Our objective is educational: to create an accessible, low-cost platform for experimenting with VLAs. We pivoted to SmolVLA (~450M parameters) to run on consumer-grade hardware. We demonstrate that compact VLA architectures can generalize across robotic embodiments—specifically adapting the model to the WLKATA Mirobot (a 6-axis arm) without retraining from scratch.
We successfully registered the unsupported WLKATA Mirobot into the LeRobot framework by creating a custom Python environment. This unlocked built-in tools for teleoperation and dataset recording.
Figure: The "Home Setup" with wrist and top cameras.
Raw VLA models are unaware of physical constraints and can command actions that damage the robot. We implemented a two-stage safety layer between the model and the SDK:
Figure: Mirobot workspace limits.
SmolVLA makes VLA research financially viable for students:
| Metric | OpenVLA (SOTA) | SmolVLA (Ours) |
|---|---|---|
| Parameters | ~7 Billion | ~450 Million |
| VRAM Required | > 24 GB | 6 - 8 GB |
| Running Cost | ~$0.46 / hr (Cloud GPU) | $0.00 (Local Consumer PC) |
We evaluated the system on three tasks: Pick & Place, Sorting, and Stacking.
| Task | Trials | Success Rate | Avg.
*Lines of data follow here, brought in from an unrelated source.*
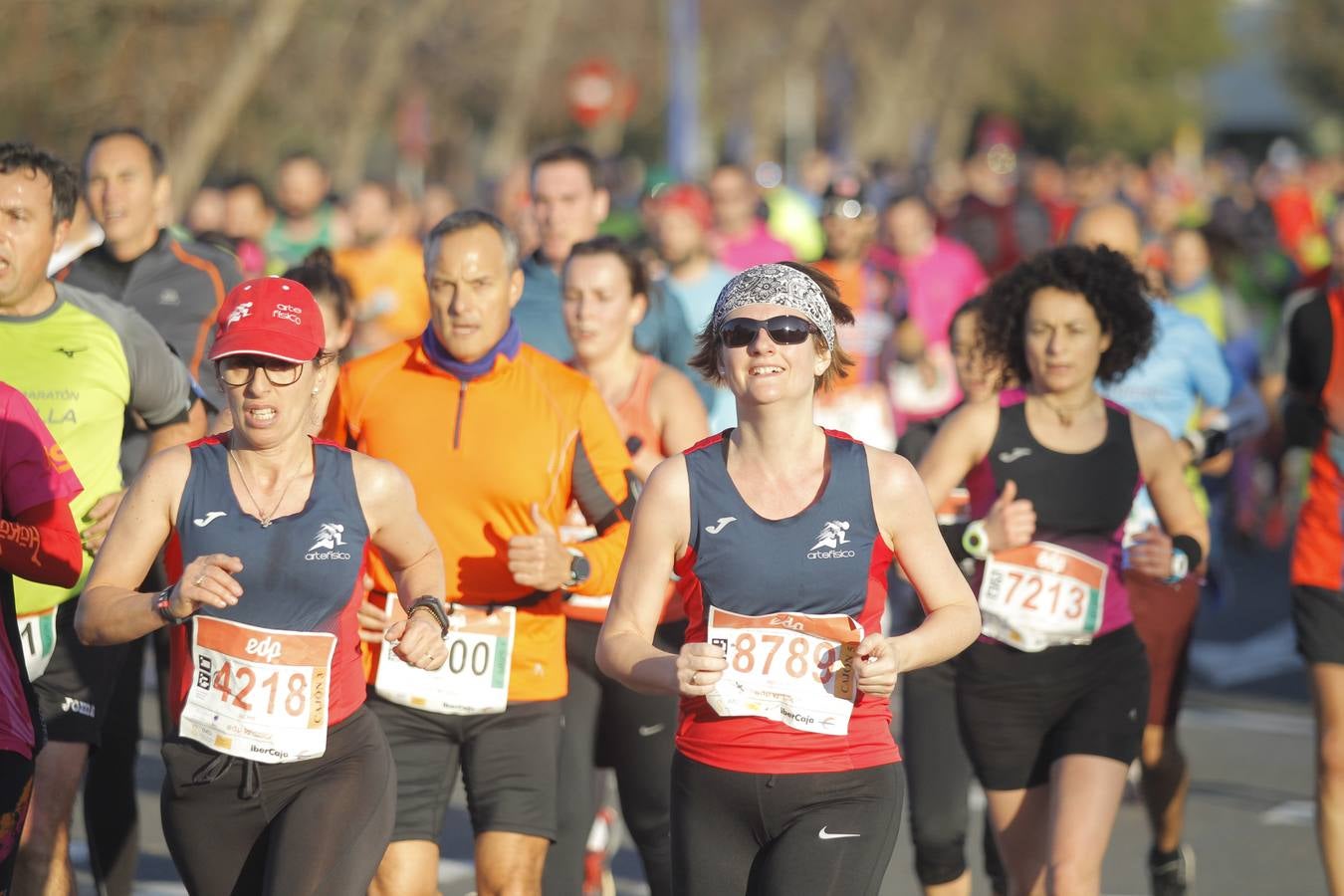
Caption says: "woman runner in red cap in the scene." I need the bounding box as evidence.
[77,278,450,896]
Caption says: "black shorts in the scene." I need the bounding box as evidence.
[160,707,396,896]
[1293,584,1344,662]
[32,597,126,747]
[0,750,32,893]
[956,626,1149,789]
[672,753,905,896]
[367,688,560,841]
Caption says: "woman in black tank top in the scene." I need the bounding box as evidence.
[598,265,979,896]
[76,278,448,896]
[919,246,1209,893]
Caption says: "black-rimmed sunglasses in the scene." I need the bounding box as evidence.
[215,354,304,387]
[719,315,817,347]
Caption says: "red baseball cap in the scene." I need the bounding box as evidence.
[210,277,327,364]
[657,184,714,230]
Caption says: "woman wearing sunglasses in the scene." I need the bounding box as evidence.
[598,263,980,896]
[919,246,1209,895]
[77,277,448,895]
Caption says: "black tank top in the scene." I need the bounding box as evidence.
[967,389,1144,635]
[172,434,368,724]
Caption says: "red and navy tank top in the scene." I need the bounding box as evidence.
[169,432,368,726]
[675,430,901,774]
[967,388,1144,637]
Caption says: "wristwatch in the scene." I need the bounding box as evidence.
[560,549,592,588]
[154,584,191,626]
[406,593,453,638]
[961,520,990,560]
[1165,549,1190,584]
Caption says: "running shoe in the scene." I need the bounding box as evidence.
[1148,843,1195,896]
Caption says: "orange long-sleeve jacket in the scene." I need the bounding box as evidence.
[324,338,634,701]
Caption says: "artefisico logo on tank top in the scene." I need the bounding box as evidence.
[304,523,349,560]
[807,520,855,560]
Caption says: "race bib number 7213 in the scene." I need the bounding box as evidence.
[706,607,863,735]
[980,542,1107,651]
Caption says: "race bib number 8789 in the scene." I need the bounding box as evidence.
[706,607,863,735]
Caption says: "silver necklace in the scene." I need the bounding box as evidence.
[226,449,303,530]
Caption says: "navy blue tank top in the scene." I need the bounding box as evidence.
[675,430,901,773]
[172,434,368,724]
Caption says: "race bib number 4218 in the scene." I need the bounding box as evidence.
[179,616,336,763]
[706,607,863,735]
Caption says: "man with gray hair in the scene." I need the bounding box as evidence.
[324,209,634,896]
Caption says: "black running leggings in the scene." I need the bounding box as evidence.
[542,619,686,896]
[0,750,32,895]
[901,661,1008,893]
[161,708,396,896]
[672,753,905,896]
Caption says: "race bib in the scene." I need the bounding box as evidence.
[19,607,57,681]
[373,595,518,716]
[706,606,863,735]
[179,616,336,763]
[980,542,1107,653]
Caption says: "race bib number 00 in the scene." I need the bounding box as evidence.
[179,616,336,763]
[373,595,518,716]
[706,607,863,736]
[980,542,1107,653]
[19,607,57,681]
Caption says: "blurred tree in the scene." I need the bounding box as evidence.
[986,0,1229,153]
[0,0,1236,213]
[1278,0,1344,114]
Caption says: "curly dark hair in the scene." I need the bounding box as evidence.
[980,246,1155,383]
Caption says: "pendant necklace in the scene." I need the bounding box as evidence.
[224,449,303,530]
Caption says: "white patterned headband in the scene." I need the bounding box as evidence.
[713,265,836,349]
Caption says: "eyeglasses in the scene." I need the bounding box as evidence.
[215,354,304,387]
[719,315,817,347]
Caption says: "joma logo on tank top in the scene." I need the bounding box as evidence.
[807,520,855,560]
[304,523,349,560]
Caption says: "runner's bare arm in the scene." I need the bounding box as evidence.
[919,396,999,507]
[76,446,233,643]
[353,453,448,652]
[596,454,725,693]
[860,449,980,685]
[1129,415,1209,579]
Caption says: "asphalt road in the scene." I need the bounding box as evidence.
[74,529,1325,896]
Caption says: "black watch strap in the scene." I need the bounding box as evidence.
[154,584,191,626]
[406,595,452,638]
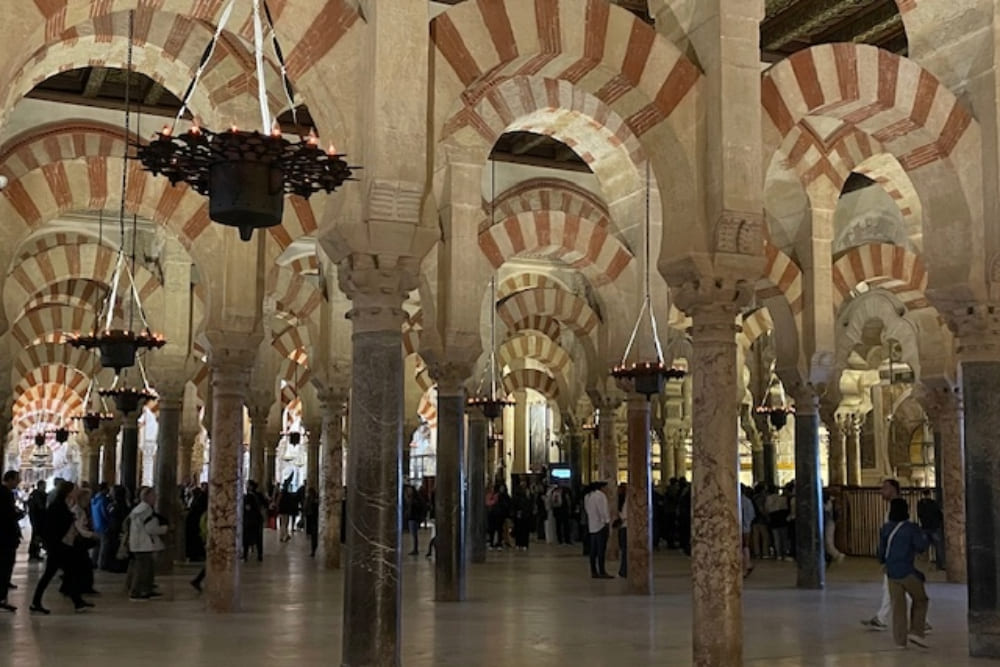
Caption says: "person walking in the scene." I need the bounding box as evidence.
[0,470,24,612]
[28,479,49,562]
[878,498,930,648]
[28,482,92,616]
[583,481,614,579]
[128,486,168,602]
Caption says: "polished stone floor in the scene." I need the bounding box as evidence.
[0,534,979,667]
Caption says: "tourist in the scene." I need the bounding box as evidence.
[583,481,613,579]
[740,485,757,579]
[878,498,929,648]
[917,489,944,570]
[28,479,49,562]
[861,479,900,631]
[302,486,319,560]
[128,486,167,601]
[823,489,845,563]
[403,484,426,556]
[29,481,91,615]
[764,484,788,560]
[0,470,24,612]
[242,480,267,563]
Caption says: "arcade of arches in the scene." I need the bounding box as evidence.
[0,0,1000,666]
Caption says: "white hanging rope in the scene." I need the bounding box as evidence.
[171,0,237,130]
[253,0,271,134]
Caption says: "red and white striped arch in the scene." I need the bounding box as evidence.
[503,368,560,403]
[10,304,94,347]
[3,237,163,318]
[833,243,930,311]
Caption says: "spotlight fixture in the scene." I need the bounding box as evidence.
[137,0,358,241]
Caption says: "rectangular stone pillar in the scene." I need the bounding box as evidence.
[626,394,653,595]
[794,387,826,589]
[434,386,466,602]
[466,409,489,563]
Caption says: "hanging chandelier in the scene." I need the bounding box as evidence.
[466,160,514,422]
[137,0,358,241]
[611,160,685,400]
[68,12,167,374]
[71,378,115,434]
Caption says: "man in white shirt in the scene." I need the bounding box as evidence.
[583,481,613,579]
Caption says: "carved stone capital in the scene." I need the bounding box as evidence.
[950,303,1000,362]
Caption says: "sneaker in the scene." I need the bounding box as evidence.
[861,616,889,632]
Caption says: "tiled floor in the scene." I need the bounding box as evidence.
[0,536,979,667]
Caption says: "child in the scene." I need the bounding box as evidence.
[878,498,929,648]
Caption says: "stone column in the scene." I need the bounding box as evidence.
[825,416,847,486]
[431,362,472,602]
[205,340,257,613]
[306,416,323,491]
[941,304,1000,658]
[250,405,269,492]
[792,385,826,588]
[845,414,862,486]
[597,396,622,560]
[119,409,141,502]
[319,391,347,570]
[466,408,490,563]
[339,264,416,667]
[153,382,184,573]
[678,302,743,667]
[626,394,653,595]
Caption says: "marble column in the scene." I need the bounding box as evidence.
[340,286,409,667]
[941,304,1000,658]
[432,363,471,602]
[205,350,256,613]
[626,394,653,595]
[826,417,847,486]
[935,391,967,584]
[760,438,778,486]
[685,302,743,667]
[153,392,184,573]
[250,406,268,492]
[844,414,862,486]
[793,386,826,589]
[306,417,323,490]
[597,396,621,560]
[319,392,347,570]
[118,410,140,502]
[466,408,490,563]
[99,420,119,486]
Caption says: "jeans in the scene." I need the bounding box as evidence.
[590,526,608,577]
[887,574,929,646]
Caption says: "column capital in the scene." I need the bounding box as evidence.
[949,303,1000,362]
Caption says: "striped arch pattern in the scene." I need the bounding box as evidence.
[431,0,699,154]
[4,243,162,324]
[833,243,930,311]
[503,368,559,403]
[497,272,567,301]
[761,44,973,171]
[479,210,634,287]
[10,305,94,347]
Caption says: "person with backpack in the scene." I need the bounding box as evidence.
[878,498,929,648]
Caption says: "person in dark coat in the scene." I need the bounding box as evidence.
[0,470,24,611]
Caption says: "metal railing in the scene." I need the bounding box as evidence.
[834,486,926,557]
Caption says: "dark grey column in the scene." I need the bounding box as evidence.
[342,328,403,667]
[153,392,184,572]
[466,409,489,563]
[961,362,1000,658]
[794,387,826,588]
[118,411,139,502]
[434,378,466,602]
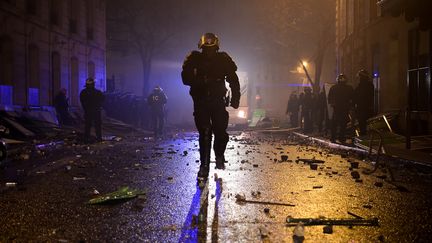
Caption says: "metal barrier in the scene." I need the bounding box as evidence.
[363,129,383,175]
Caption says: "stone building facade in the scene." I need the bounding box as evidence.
[336,0,432,133]
[0,0,106,107]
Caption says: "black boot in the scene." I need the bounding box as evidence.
[198,162,210,179]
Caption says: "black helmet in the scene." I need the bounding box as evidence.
[198,33,219,49]
[86,78,95,86]
[336,73,348,83]
[357,69,371,79]
[153,85,163,93]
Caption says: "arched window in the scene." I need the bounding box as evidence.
[50,0,63,26]
[70,57,79,106]
[51,52,62,103]
[27,44,40,105]
[0,37,14,105]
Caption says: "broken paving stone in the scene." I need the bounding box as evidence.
[351,162,359,169]
[323,225,333,234]
[374,181,383,187]
[351,171,360,179]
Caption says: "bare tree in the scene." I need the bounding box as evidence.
[107,0,183,96]
[257,0,336,92]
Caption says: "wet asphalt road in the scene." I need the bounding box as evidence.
[0,132,432,242]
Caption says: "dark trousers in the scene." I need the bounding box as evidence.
[303,110,313,133]
[331,111,348,142]
[194,99,229,163]
[151,111,165,137]
[84,111,102,141]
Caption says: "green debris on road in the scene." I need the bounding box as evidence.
[88,186,145,204]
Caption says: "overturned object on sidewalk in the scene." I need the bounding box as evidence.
[88,186,145,204]
[236,194,295,207]
[286,216,379,226]
[297,158,325,164]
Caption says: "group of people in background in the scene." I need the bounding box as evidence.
[286,69,375,143]
[53,78,167,143]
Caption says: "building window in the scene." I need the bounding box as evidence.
[0,37,14,105]
[70,57,79,106]
[51,52,62,103]
[0,37,14,85]
[27,45,40,105]
[50,0,63,26]
[26,0,38,15]
[69,1,80,34]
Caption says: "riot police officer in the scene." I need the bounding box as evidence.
[328,74,354,143]
[181,33,240,179]
[301,87,314,133]
[80,78,104,142]
[147,86,167,138]
[354,69,375,136]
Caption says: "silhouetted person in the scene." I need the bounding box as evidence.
[354,69,375,136]
[328,74,354,143]
[315,89,327,132]
[147,86,167,138]
[182,33,240,179]
[299,92,304,129]
[286,92,300,127]
[302,87,314,133]
[80,78,104,142]
[53,88,72,126]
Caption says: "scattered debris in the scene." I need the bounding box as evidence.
[6,182,17,187]
[347,211,363,219]
[351,171,360,179]
[235,194,295,207]
[351,162,359,169]
[363,204,372,209]
[286,216,379,226]
[297,158,325,164]
[374,181,383,187]
[323,225,333,234]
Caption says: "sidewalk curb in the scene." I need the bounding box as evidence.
[293,132,432,168]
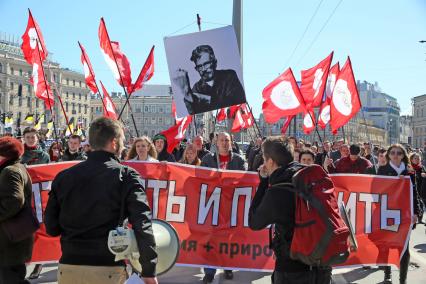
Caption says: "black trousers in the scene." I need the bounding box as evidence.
[0,264,30,284]
[272,267,331,284]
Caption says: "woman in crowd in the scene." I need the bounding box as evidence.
[179,143,201,166]
[0,137,33,283]
[127,136,157,162]
[377,144,422,283]
[49,141,62,162]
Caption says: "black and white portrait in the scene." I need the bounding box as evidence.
[164,26,246,117]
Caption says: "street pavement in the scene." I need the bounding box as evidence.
[28,224,426,284]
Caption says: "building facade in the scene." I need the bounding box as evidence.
[412,94,426,148]
[0,39,90,133]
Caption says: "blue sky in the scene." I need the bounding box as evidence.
[0,0,426,115]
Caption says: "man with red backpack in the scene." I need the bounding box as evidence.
[249,137,349,284]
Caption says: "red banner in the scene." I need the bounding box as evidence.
[29,162,412,271]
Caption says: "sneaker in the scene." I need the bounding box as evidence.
[225,270,234,280]
[203,274,214,284]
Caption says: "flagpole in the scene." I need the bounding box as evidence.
[35,38,59,145]
[117,45,155,120]
[101,18,139,137]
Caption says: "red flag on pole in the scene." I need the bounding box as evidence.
[98,18,132,93]
[161,115,192,153]
[281,115,295,134]
[129,46,155,95]
[330,56,361,134]
[318,62,340,129]
[21,9,47,65]
[300,52,333,109]
[100,81,118,119]
[262,68,305,123]
[78,42,99,94]
[30,52,54,110]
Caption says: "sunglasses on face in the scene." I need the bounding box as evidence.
[390,151,403,156]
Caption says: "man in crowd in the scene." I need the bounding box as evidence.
[61,134,87,161]
[315,141,331,166]
[194,135,210,160]
[249,137,331,284]
[21,127,50,165]
[201,132,247,283]
[324,144,373,174]
[45,117,157,284]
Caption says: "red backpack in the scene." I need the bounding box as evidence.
[274,165,350,266]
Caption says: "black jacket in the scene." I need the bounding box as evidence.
[249,162,309,272]
[377,163,423,216]
[45,151,157,277]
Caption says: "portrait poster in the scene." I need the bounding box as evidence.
[164,26,246,118]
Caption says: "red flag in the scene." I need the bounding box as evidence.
[98,18,132,93]
[216,108,226,121]
[300,52,334,109]
[100,81,118,119]
[161,115,192,153]
[330,56,361,134]
[318,62,340,129]
[262,68,305,123]
[21,9,47,65]
[30,52,54,110]
[78,42,99,94]
[129,46,155,92]
[303,109,315,134]
[281,115,295,134]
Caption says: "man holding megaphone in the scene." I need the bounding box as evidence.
[44,117,158,284]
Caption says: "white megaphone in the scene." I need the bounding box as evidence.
[108,219,180,275]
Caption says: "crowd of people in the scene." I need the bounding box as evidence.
[0,119,426,283]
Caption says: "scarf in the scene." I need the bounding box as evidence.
[389,161,405,175]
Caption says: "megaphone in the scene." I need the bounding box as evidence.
[108,219,180,275]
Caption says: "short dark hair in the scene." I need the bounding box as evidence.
[349,144,361,155]
[299,149,315,162]
[262,136,294,167]
[22,127,38,136]
[190,44,216,63]
[89,117,123,150]
[69,134,81,143]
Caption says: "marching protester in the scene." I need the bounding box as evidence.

Time |
|---|---|---|---|
| Pick & Place (Initial) | 20 | 80% | 138s |
| Pick & Place (Final) | 20 | 30% | 132s |
| Stack Cubes | 20 | 10% | 146s |
Our initial tests showed high promise (80% success). However, performance dropped significantly in later trials. We identified the root cause as mechanical instability. The robot's "homing" sequence caused the bulky DIY wrist camera to slightly collide with the frame, altering the camera angle before every run. Since VLA models are highly sensitive to visual perspective, these micro-shifts caused inference failures.
This project provides a validated blueprint for adapting low-cost robots to modern VLA frameworks. We proved that the barrier to entry is not the model itself, but the consistency of the hardware setup.